按时间间隔分组消息

编程入门行业动态更新时间:2024-10-25 07:22:18

本文介绍了按时间间隔分组消息的处理方法，对大家解决问题具有一定的参考价值，需要的朋友们下面随着小编来一起学习吧！问题描述

我目前正在尝试将发送的消息分组1秒的时间间隔。我目前正在计算时间延迟：

I'm currently trying to group messages that are sent out by 1 second time intervals. I'm currently calculating time latency with this:

def time_deltas(infile): entries = (line.split() for line in open(INFILE, "r")) ts = {} for e in entries: if " ".join(e[2:5]) == "T out: [O]": ts[e[8]] = e[0] elif " ".join(e[2:5]) == "T in: [A]": in_ts, ref_id = e[0], e[7] out_ts = ts.pop(ref_id, None) yield (float(out_ts),ref_id[1:-1],(float(in_ts)*1000 - float(out_ts)*1000)) INFILE = 'C:/Users/klee/Documents/test.txt' import csv with open('test.csv', 'w') as f: csv.writer(f).writerows(time_deltas(INFILE))

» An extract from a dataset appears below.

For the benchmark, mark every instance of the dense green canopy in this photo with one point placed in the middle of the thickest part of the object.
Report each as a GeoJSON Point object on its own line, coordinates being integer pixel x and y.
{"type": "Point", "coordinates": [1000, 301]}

然而，我想计算发送出去的每秒T in：[A]消息的数量，并一直在努力工作这样做：

HOWEVER I want to calculate the number of "T in: [A]" messages per second that are sent out, and have been trying to work with this to do so:

import datetime import bisect import collections data=[ (datetime.datetime(2010, 2, 26, 12, 8, 17), 5594813L), (datetime.datetime(2010, 2, 26, 12, 7, 31), 5594810L), (datetime.datetime(2010, 2, 26, 12, 6, 4) , 5594807L), ] interval=datetime.timedelta(seconds=50) start=datetime.datetime(2010, 2, 26, 12, 6, 4) grid=[start+n*interval for n in range(10)] bins=collections.defaultdict(list) for date,num in data: idx=bisect.bisect(grid,date) bins[idx].append(num) for idx,nums in bins.iteritems(): print('{0} --- {1}'.format(grid[idx],len(nums)))

在这里找到： Python：按时间间隔组合结果

（我意识到这些单位将是我想要的，但我只是调查一般的想法...）

(I realize the units would be off for what I want, but I'm just looking into the general idea...)

到目前为止，我一直很失败，不胜感激。谢谢！

I've been mostly unsuccessful thus far and would appreciate any help. Thanks!

另外，数据显示为：

Also, The data appears as:

082438.577652 - T in: [A] accepted. ordID [F25Q6] timestamp [082438.575880] RefNumber [6018786] State [L]

再次感谢！对此，我真的非常感激。：D

Thanks again! I really appreciate it. :D

推荐答案

假设您想要在第二秒内以1秒为间隔发布的数据分组，我们可以利用您的数据被排序，而 int（out_ts）截断时间戳到第二个可以用作分组键的事实。

Assuming you want to group your data by those issued within 1 second intervals on the second, we can make use of the fact that your data is ordered and that int(out_ts) truncates the timestamp to the second which we can use as a grouping key.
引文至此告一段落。